The algorithm counts outliers on a cell-by-cell rather than an object-by-object basis.
The density-based local outlier approach:
- Distance based outlier detection faces difficulty in identifying outliers if data is not uniformly distributed.
- Therefore this approach is used which depends on the overall distribution of the given set of data points
- Eg: Figure shows a simple 2-D data set containing 502 objects, with two obvious clusters.
- Cluster C1 contains 400 objects while Cluster C2 contains 100 objects.
- Two additional objects, o1 and o2 are clearly outliers.

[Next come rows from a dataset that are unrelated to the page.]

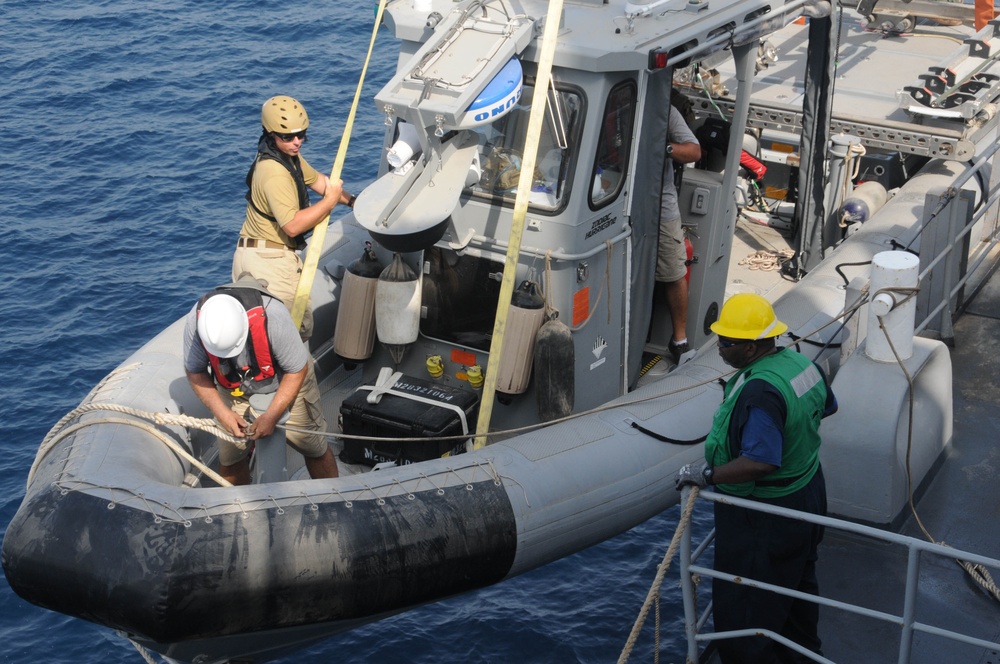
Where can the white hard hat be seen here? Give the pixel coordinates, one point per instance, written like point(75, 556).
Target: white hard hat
point(223, 325)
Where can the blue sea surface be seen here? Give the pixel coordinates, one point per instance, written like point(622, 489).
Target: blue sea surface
point(128, 128)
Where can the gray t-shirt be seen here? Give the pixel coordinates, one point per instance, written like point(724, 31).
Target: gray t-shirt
point(287, 349)
point(679, 132)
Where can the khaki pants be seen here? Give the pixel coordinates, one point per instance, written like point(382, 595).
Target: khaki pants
point(306, 413)
point(281, 269)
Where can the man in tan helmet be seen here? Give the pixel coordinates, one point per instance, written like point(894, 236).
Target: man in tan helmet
point(279, 213)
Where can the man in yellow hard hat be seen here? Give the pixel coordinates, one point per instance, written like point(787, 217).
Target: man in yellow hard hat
point(764, 446)
point(279, 213)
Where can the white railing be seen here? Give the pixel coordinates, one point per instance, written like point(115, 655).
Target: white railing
point(907, 621)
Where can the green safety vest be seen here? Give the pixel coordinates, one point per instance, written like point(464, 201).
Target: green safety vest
point(801, 384)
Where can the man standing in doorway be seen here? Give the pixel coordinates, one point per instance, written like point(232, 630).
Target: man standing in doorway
point(671, 258)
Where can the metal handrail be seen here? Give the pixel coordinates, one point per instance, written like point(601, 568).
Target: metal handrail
point(907, 621)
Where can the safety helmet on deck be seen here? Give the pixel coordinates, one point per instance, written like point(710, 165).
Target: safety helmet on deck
point(748, 316)
point(284, 115)
point(223, 325)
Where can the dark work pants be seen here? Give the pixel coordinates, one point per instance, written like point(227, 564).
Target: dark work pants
point(778, 551)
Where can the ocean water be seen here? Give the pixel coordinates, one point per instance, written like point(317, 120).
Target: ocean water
point(127, 131)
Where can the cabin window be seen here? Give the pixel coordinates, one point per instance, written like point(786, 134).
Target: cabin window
point(459, 297)
point(501, 143)
point(614, 145)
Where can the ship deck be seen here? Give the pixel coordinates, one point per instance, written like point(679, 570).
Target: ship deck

- However, by distance-based outlier detection only o1 is a reasonable outlier
- This brings us to the notion of local outliers.
- An object is a local outlier if it is outlyingrelative to its local neighborhood, particularly with respect to the density of the neighborhood.
- In this view, o2 is a local outlier relative to the density of C2.
- Object o1 is an outlier as well, and no objects in C1 are mislabeled as outliers.
- This forms the basis of density-based local outlier detection.
- Therefore unlike previous methods, it does not consider being an outlier as a binary property. Instead, it assesses the degree to which an object is an outlier.
- This degree of “outlierness” is computed as the local outlier factor (LOF) of an object.
- This degree of “outlierness” depends on how isolated the object is with respect to the surrounding neighborhood.
- This approach can detect both global and local outliers.
- The deviation-based approach:
- This approach identifies outliers by examining the main characteristics of objects in a group.
- Objects that “deviate” from this description are considered outliers.
- Hence, in this approach the term deviation is typically used to refer to outliers.
- There are two techniques for deviation-based outlier detection.
- The first sequentially compares objects in a set, while the second employs an OLAP data cube approach.